After reviewing the record, we do not believe that the trial judge abused his discretion by denying the Defendant's motion for an inpatient evaluation. Although Dr. Munson stated that the outpatient evaluation of the Defendant presented a "close call," he did find the Defendant to be competent to stand trial. Moreover, the additional tests mentioned by Dr. Munson were performed on the Defendant during the summers of both 1992 and 1993. The records reviewed by Dr. Munson as part of the outpatient evaluation reveal that the Defendant underwent psychological testing in July of 1992 to determine his intellectual ability and emotional functioning with respect to his capacity to parent.
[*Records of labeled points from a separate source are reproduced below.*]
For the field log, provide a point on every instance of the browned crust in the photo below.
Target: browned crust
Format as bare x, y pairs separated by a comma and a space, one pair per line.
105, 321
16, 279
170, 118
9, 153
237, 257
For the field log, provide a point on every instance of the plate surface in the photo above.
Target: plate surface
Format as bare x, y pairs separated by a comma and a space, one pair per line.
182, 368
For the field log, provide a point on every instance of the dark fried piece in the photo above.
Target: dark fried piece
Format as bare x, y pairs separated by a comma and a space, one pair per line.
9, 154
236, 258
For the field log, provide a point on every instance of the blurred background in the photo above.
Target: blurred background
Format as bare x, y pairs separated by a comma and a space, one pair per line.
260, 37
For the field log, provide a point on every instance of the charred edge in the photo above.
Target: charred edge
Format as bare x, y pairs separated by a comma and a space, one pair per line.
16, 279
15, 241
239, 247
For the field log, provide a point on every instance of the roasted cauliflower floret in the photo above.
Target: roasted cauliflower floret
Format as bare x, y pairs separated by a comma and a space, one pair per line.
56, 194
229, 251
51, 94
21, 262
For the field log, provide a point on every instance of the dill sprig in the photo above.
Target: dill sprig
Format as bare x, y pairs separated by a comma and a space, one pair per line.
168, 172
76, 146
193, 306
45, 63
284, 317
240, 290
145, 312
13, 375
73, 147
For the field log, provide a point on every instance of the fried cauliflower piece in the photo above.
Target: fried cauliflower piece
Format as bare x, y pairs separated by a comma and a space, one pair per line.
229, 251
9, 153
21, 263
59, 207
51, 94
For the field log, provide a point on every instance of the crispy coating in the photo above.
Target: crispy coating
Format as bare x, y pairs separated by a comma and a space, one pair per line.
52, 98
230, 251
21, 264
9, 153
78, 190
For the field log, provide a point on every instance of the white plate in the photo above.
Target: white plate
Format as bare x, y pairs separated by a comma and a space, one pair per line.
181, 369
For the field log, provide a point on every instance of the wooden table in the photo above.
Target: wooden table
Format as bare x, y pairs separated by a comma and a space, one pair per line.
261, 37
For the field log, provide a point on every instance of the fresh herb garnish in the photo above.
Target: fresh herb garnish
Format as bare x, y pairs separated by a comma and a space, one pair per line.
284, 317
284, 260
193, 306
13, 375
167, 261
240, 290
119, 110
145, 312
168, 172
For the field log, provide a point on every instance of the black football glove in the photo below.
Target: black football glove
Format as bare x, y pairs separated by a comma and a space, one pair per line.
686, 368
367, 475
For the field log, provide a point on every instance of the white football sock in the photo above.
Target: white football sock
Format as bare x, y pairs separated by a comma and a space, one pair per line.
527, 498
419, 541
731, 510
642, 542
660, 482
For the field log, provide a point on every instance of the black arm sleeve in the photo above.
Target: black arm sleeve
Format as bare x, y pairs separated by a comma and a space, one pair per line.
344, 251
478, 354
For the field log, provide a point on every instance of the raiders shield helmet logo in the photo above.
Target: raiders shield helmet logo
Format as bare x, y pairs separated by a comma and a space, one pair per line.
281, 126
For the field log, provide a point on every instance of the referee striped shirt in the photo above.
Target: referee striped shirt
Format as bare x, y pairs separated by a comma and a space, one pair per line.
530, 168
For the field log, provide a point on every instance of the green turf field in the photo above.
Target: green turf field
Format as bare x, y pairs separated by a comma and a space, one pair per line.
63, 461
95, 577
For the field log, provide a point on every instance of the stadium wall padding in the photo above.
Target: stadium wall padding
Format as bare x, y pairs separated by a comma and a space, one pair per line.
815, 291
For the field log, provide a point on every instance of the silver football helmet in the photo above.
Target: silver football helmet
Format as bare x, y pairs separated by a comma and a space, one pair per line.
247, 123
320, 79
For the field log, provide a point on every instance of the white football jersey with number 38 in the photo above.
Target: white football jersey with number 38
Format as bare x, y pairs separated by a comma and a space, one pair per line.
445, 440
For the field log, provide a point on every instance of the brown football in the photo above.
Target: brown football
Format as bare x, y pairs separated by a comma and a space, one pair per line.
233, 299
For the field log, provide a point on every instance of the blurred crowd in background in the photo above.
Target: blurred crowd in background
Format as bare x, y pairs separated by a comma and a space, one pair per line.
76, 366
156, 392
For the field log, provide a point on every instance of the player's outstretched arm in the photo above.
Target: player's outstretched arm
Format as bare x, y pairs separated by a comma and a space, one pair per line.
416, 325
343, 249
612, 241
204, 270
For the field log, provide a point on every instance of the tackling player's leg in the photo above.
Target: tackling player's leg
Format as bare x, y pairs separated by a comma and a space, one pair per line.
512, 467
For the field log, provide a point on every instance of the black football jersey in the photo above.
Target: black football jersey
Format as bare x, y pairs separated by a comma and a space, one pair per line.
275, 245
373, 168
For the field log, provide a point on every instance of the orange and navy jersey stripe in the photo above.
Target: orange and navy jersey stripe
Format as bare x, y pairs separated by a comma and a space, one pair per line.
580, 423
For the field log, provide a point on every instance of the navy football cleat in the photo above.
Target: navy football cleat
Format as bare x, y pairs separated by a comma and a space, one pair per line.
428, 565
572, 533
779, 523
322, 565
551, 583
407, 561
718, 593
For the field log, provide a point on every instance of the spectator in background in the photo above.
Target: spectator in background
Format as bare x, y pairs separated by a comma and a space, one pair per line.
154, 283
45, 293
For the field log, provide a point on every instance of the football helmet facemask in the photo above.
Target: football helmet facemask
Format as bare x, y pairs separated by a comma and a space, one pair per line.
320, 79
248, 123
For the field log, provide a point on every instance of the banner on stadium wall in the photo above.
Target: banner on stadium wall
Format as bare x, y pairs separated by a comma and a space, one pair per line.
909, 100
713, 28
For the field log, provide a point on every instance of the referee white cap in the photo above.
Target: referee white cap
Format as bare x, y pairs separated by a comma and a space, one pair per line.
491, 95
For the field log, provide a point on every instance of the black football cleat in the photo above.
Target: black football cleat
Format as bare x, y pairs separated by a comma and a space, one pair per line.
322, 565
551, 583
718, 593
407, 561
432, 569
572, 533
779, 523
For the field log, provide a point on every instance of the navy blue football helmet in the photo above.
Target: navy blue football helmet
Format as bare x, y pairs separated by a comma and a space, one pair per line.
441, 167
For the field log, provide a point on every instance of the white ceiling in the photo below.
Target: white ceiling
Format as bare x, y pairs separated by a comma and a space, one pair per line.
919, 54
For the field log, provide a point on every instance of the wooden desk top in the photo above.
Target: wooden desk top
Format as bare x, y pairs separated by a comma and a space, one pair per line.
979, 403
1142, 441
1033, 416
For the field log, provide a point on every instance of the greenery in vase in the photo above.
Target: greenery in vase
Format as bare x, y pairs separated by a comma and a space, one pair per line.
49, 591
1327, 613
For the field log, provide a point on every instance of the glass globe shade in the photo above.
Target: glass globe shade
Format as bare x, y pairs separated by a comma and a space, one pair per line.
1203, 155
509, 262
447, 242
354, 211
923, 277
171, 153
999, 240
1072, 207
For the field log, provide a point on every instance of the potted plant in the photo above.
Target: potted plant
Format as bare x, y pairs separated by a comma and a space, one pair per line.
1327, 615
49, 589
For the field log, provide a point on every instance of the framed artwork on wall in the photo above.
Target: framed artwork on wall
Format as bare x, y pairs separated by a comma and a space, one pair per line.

That evaluation included a clinical interview, the Wechsler Adult Intelligence Scale — Revised test, and the Rorschach Ink Blot test. In addition, the Defendant underwent psychological testing in July of 1993 to determine his qualification for disability benefits. That evaluation included a clinical interview, the Wechsler Adult Intelligence Scale — Revised test, the Wide Range Achievement test, the Bender Visual Motor Gestalt test, the Rorschach Psychodiagnostic test, and the Minnesota Multiphasic Personality Inventory — Critical Item List test. Both evaluations indicated that the Defendant was mildly mentally retarded. Dr. Munson took these evaluations into account when making his determination of the Defendant's competency after the outpatient evaluation. From this record, we cannot conclude that the trial judge erred in denying the Defendant's motion for an inpatient evaluation to determine his competency to stand trial.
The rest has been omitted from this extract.